Three riders were about 40 meters up the road once I was through Dargo - everyone else had evaporated behind and were out of sight.. At some point between Dargo and the climb there were sheep on the road and the three ahead slowed to avoid them. I'd basically caught them but felt no urgency to push right up to them. It was now 34c and the focus of my attention was quickly internalising.

For the first section of the final climb there were a few riders around me, an official support vehicle, an ambulance, rider support vehicles, no shade, taste of exhaust fumes in the hot air - it felt crowded and hot - really hot.

A couple of younger riders came past - including Ross Hamilton the surviving member of the early 2 man breakaway in the C grade race. Only meters up the road, Ross veered left and dropped his bike down onto the shoulder shortly followed by his body collapsing into the dirt  behind the ambulance. Ambulance stopped and medical staff pounced on him with cold water as he cried out at the heat and fatigue. (Well done to Ross & Cam Bush for working the breakaway for as far as you did). My Edge 500 is now reading 36c and I've got Dave Tennant for company, sometimes by my side, sometimes up the road - no chatting, just introspection.  A Hampton Cycles rider from my group is dangling ahead of me - sometimes near - sometimes far. At some stage early on Mat Marques tapped his way past on his way to 4th place in C grade. I wished him well and before too long he was out of sight.

Final Climb  (c/o BraveDave)

The climb itself has been aptly described by others  - and I'll just borrow some favorites to save me inventing my own: "I have done several Mt Baw Baw Classics and I don’t know if it was the weather or what (Baw Baw is held in cool to mild conditions) whereas Dargo was hot (30 degrees) but this climb was much harder. The climb goes for 11 km at an average gradient of 10% – it seems much steeper (eventually the climb intersects on the Mt Hotham climb near CRB hill).

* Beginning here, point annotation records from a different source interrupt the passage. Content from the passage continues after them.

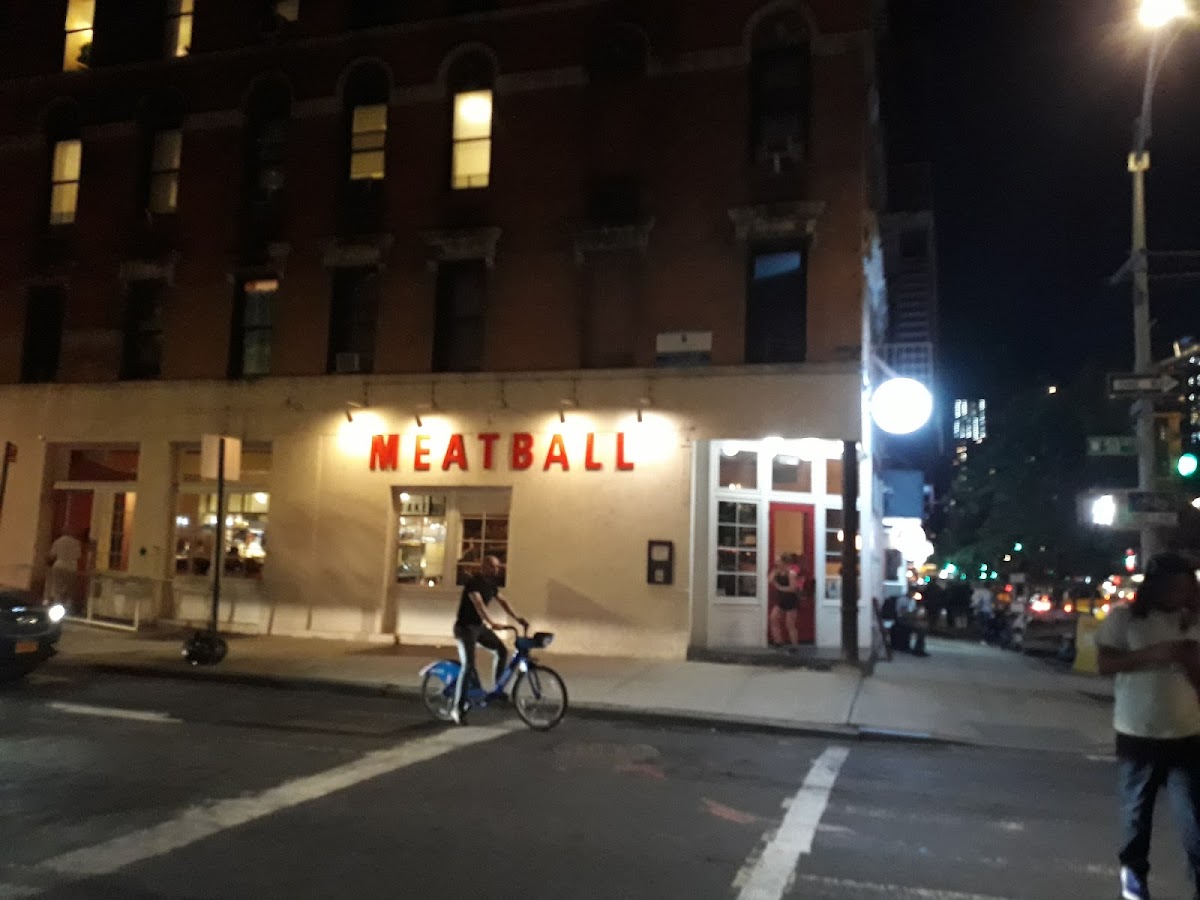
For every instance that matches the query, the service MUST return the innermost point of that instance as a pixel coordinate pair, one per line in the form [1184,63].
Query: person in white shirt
[64,558]
[1151,646]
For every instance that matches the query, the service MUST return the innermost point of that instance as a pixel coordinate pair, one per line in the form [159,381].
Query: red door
[791,532]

Apart from one small section of downhill (a few hundred metres), each bend is met with another and then another and then another pitch upwards. It is unrelenting." Dave Tennant

"Truth be told, I didn’t expect the climb to be this ridiculous: 10km of climbing over grades of 20% or so. I recall at some stages I was doing 4km/h, running a 50×34-11-29, so spending most of the time in 34×29 (yes, you are reading that correctly), spinning a very low cadence (circa 60rpm), having to stand up, sit down…it was utter carnage. It was about 27 degrees according to my trusty Garmin, and you could tell. Guys were getting shelled; it was the walking wounded. Gutted souls sitting bent over the bars heaving air in as they stared up the road, scarcely believing it." Ex Machina Racing (2010)

I don't really remember a lot of the 2nd half of the climb. I chatted for a minute with the Hampton rider at one stage, and I recall his cries of pain and frustration as cramping robbed his ability to turn over the cranks toward the finish line - the final pitch at nearly 20% was walked by many. I remember Tim McGrath and Miranda Griffiths making their way past, I remember heat, I remember wanting to vomit, and I remember finishing. Pushing on and eventually finishing was a massive relief.

Finish Line   (c/o Marisa Farrell)

4:02:25 - bit outside my targeted time of sub 4hr, but close enough to be satisfied. 5th place Masters 2, 11th place Masters 2/3/4. Big congratulations to Michael Villani 3rd Place Masters 4, and Wayne Flint 4th Place Masters 2.

I think I'll be back next year rockin' a 50×34-12-29. 27 was doable, but I think a little more spin & a little less grind might go a long way on the clock..


  1. Well done great effort......PS pics of the finish line will be up on by Wednesday night.......hope I got your good side!

  2. Awesome, mate. What an achievement.

  3. Thanks Buttsy. Look forward to seeing your work :)

  4. Cheers Gus! S2D is a great way to fill in the time between Warrnambool and Bright (so hope to see you on the start line next yr!?)

  5. Well done on finishing strongly Cam. If my memory serves me correctly I passed you at about the same time the ambulance was retrieving the leader of C grade who was yelling out (I thought he was geeing himself on). I bet the descent was so much more enjoyable!